Updated on 9 October 2014
Mr David Horsburgh, associate regional patient and site services lead, Quintiles Asia
With surveys indicating that 70 percent of clinical trials across Asia, Europe, Canada and Latin America experience delays and only 15 percent of Asian trials are completed on time1,2 ─ contributing to higher development costs and delays in getting more efficacious treatments to patients, there are great incentives to isolate the root cause of delays. One key factor is clinical study site selection.
A comprehensive site identification and startup solution is of the essence, considering feasibility, regulatory, documentation, patient recruitment, and perhaps foremost, review of each site's previous trial experience for an indication of how sites are performing.

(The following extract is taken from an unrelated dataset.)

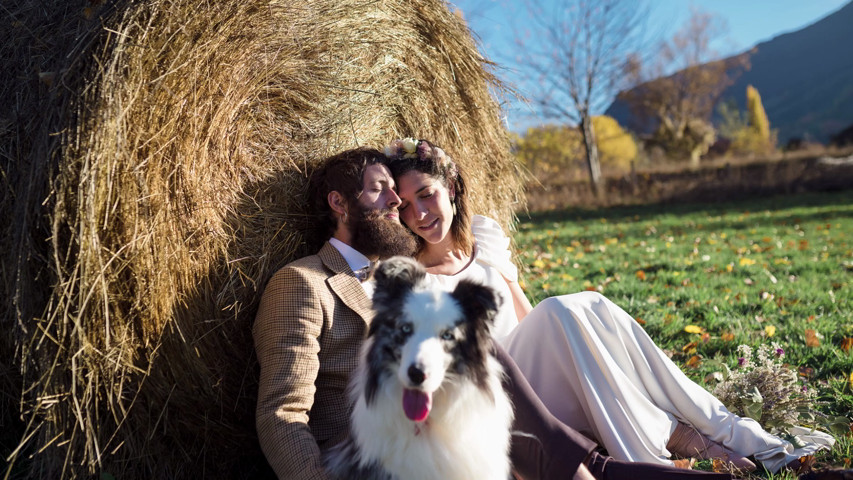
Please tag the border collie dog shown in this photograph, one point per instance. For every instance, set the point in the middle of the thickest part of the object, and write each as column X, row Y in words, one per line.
column 427, row 397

What about sites without trial experience, called naïve sites in industry parlance. Should a lack of experience be considered a red flag? Quite the contrary, recent analysis using data from 14 studies across Asia conducted by Quintiles suggests that naïve sites could provide a solution to struggling recruitment and reduce the burden of increasing study timelines.
The analysis covered five key therapeutic areas including oncology, diabetes, cardiology, psychiatry, and rheumatology. Based on records in Quintiles internal databases and Clinicaltrial.gov, sites that had conducted protocols were classified as experienced and those that had not conducted prior protocols were classified as naïve. Experienced sites were further grouped according to enrolment performance on their previous studies into high, middle, or low performers.
Results across the 14 studies indicated a vast disparity among experienced sites. While some sites have proven to be capable of high patient enrollment, there are sites that have consistently enrolled at a low level; enrolling 0.28 patients per month or at a rate only 34 percent of what is seen at top performing locations. Most interesting of all however, was naïve sites that were conducting a clinical trial for the first time also regularly enrolled patients at a faster rate than experienced sites with a history of low performance. The average enrollment rate from naïve sites was 0.47 patient per month, which is 68 percent higher than experienced low performers, with this pattern repeated in four out of the five therapeutic areas investigated including oncology, diabetes, cardiology and rheumatology.